Chaewon Chung, The Sacramento Bee on

Published in News & Features

SACRAMENTO, Calif. — An Assembly bill targeting man-made toxic chemicals on cashier’s receipts passed through the Assembly Judiciary Committee on Tuesday with bipartisan support.

The development follows the bill’s initial advancement last month by the Assembly Environmental Safety and Toxic Materials Committee, where it also received unanimous support.

“Receipts are known to generate millions of pounds of waste and billions of pounds of carbon dioxide per year, and they are harmful to human health, can’t be recycled and end up contaminating our recycling systems,” Stefani said during the committee hearing.

“People who handle receipts every day, especially our cashiers, are exposed to these chemicals over and over again.”

Assembly Bill 1604, authored by Catherine Stefani, a San Francisco Democrat, was introduced in January and would ban the use of hormone-disrupting BPA, or bisphenol A, starting in 2027, and BPS, or bisphenol S, starting in 2028.

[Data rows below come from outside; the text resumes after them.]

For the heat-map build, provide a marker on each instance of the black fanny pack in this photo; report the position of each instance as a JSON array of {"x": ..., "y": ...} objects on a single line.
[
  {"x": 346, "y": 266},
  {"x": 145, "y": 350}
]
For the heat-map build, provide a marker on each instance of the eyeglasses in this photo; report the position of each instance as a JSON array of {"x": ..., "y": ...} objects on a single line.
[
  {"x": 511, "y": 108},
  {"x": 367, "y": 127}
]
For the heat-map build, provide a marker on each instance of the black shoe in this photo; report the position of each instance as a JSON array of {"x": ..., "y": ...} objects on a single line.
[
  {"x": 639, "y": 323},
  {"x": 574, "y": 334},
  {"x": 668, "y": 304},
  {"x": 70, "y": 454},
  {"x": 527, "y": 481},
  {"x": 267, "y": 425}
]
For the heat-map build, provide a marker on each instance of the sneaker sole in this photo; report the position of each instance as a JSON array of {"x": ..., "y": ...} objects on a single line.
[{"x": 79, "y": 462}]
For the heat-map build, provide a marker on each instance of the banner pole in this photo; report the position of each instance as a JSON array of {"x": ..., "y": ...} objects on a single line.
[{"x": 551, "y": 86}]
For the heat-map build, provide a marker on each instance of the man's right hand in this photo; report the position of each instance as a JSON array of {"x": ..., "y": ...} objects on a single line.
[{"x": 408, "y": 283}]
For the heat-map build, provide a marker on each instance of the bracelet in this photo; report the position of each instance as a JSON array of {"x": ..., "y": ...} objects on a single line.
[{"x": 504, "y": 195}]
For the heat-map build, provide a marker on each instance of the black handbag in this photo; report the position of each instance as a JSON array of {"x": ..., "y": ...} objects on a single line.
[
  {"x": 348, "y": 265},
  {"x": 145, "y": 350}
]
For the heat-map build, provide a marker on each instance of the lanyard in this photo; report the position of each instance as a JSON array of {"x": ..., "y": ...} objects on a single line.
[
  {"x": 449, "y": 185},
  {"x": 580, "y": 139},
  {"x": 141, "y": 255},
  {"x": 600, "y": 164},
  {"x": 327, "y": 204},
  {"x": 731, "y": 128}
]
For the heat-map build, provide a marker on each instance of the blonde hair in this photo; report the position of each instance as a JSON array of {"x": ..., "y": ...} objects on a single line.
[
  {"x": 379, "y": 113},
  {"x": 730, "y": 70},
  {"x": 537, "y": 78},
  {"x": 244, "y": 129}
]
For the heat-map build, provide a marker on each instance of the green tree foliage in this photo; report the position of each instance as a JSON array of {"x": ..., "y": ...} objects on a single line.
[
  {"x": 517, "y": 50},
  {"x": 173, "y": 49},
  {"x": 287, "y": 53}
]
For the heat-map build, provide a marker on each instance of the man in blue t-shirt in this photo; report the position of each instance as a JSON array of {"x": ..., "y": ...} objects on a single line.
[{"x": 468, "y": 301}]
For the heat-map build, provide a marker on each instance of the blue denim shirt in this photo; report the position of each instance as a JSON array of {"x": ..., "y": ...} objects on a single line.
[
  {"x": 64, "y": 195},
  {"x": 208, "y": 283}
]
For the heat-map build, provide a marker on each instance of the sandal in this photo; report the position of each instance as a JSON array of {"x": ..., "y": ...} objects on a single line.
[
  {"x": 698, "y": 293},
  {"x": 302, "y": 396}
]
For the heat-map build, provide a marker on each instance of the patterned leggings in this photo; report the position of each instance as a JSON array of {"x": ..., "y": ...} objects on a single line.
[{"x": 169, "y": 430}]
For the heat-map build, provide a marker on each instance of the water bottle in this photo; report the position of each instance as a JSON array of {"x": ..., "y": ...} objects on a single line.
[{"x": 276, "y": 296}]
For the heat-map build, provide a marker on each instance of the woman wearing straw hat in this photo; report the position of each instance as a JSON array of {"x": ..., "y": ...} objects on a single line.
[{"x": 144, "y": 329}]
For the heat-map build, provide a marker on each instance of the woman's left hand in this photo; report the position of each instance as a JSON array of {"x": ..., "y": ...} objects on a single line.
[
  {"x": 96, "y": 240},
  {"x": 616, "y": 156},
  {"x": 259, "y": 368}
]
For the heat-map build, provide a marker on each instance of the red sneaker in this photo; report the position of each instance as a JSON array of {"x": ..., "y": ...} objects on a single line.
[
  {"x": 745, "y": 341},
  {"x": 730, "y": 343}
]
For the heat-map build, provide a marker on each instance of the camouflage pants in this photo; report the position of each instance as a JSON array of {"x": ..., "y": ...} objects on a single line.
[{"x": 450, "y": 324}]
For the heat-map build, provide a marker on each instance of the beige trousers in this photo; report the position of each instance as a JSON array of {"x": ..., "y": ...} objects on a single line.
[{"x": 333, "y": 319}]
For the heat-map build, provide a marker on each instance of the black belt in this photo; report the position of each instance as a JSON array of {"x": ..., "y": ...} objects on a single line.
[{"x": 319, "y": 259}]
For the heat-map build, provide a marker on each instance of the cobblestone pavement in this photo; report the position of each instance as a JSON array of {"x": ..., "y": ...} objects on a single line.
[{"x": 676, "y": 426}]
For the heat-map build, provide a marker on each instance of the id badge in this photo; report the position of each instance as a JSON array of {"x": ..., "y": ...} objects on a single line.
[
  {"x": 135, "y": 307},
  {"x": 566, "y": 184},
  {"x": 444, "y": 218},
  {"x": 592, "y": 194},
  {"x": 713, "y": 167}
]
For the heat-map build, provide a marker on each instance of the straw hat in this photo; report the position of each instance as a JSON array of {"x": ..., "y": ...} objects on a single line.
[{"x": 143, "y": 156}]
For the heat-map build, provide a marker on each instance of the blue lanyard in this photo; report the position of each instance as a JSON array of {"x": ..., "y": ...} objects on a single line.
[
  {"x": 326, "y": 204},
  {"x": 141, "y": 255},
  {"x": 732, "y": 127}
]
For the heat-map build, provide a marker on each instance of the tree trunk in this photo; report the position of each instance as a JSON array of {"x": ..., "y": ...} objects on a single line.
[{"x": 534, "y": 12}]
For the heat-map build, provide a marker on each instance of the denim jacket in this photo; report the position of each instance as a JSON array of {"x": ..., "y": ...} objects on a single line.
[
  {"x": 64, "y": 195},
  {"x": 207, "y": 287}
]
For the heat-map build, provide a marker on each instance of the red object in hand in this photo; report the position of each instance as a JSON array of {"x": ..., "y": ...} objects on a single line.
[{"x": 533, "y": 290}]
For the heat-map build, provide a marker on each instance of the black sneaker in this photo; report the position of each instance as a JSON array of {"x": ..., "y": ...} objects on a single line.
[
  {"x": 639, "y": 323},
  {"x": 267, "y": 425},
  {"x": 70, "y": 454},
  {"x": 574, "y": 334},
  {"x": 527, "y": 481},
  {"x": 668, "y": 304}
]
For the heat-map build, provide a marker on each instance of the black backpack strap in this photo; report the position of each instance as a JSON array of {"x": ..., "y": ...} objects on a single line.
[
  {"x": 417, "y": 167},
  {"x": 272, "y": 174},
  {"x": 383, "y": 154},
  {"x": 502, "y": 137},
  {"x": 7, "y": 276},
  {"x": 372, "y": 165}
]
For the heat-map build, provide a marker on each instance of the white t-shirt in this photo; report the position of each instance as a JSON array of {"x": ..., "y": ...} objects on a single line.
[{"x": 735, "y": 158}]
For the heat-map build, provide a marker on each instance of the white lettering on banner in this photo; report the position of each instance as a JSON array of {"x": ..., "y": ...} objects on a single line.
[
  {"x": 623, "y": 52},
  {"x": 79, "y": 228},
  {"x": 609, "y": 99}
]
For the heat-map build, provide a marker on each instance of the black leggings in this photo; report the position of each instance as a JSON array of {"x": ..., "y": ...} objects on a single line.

After BPA was widely recognized as harmful, manufacturers of thermal receipt paper often replaced the chemical with BPS — meaning, while a product may be labeled BPA-free, it can still contain BPS, which has also been found to be hormonally disruptive and harmful. In a 2022 report, the Ecology Center found that BPA-based receipts had been “almost entirely” replaced by BPS.

 

Tony Hackett, a policy associate with Californians Against Waste, a co-sponsor of the bill, argued that the state should aim to go bisphenol-free rather than banning BPA alone, citing the health risks of exposure to bisphenol S, including “asthma, reproductive harm, metabolic disease and cancer.”

“These chemicals are absorbed through the skin when handling receipts,” Hackett said.

“The good news is that safer alternatives already exist. About 20% of receipts are already bisphenol free. It’s time to eliminate this entire class of chemicals from receipt paper,” he added.

The bill now moves to the Assembly Appropriations Committee.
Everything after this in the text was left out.